Will Cuba cash the US rental cheques for Guantanamo Bay?

RASHMEE ROSHAN LALL December 19, 2014
This too is Guantanamo Bay, a quite distinct picture from the usual one that shows the detention camp and men in orange suits

This too is Guantanamo Bay, a quite distinct picture from the usual one that shows the detention camp and men in orange suits

Talk US-Cuba relations and Guantanamo Bay doesn’t immediately come to mind. But it should. The Americans have been using this leased bit of real estate since 1903 and after the 1959 Communist revolution, Havana hasn’t even cashed the annual cheques.

Okay, so each cheque is worth a measley $4,085 a year (or thereabouts), as Matt Novak writes in his fascinating factoid (click here to read it) but it all adds up.
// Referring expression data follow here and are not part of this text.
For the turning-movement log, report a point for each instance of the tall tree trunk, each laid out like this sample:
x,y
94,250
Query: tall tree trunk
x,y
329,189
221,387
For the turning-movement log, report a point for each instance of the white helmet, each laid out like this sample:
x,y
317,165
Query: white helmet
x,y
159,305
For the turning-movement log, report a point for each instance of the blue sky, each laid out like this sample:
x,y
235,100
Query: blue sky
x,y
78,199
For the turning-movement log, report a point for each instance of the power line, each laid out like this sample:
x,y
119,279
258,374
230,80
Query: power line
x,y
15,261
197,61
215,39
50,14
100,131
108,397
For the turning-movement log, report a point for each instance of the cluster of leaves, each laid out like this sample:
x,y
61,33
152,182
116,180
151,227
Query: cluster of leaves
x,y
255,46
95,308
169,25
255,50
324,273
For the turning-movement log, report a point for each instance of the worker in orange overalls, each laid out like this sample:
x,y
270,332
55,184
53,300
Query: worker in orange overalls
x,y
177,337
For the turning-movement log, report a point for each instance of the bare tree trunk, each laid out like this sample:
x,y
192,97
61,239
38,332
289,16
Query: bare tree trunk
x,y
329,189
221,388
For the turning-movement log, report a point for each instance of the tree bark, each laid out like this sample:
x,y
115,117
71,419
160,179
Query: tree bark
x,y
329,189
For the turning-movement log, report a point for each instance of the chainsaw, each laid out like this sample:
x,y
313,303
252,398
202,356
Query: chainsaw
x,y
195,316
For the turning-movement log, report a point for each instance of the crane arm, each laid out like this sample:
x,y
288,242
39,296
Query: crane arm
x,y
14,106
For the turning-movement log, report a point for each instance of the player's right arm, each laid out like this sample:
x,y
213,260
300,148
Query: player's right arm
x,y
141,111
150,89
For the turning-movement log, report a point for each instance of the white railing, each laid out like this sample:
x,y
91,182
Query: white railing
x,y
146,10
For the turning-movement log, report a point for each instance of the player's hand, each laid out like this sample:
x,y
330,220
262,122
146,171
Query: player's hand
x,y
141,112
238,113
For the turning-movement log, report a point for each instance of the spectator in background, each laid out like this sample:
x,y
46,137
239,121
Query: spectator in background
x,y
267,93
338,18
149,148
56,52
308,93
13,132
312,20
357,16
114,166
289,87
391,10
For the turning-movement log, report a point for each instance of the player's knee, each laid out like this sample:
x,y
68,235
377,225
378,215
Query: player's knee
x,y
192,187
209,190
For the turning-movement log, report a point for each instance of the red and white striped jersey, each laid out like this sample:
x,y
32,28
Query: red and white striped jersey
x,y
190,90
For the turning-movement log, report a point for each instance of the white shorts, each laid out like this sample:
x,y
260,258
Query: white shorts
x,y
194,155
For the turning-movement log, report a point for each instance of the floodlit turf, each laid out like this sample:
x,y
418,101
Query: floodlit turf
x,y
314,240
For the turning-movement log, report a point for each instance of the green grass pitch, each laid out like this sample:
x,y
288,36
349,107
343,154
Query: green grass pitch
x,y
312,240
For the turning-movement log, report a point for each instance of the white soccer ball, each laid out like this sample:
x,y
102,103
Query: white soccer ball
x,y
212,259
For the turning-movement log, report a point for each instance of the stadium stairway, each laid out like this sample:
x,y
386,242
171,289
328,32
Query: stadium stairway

The reason we can’t be sure about the exact rent is that it was set at 2,000 gold coins a year and the price of gold obviously varies.

“Gitmo”, as the base is known among American servicemen, was established under a treaty signed by President Theodore Roosevelt. The lease on the bay, one of Cuba’s best natural harbours, was renewed in 1934. 

Despite Cuban objections after the glorious revolution, the Americans held on to it, putting it to use in many situations, not least to house Cuban and Haitian refugees in the 1990s.

But it’s safe to say Guantanamo has never been so famous (or infamous) as in the years since 9/11.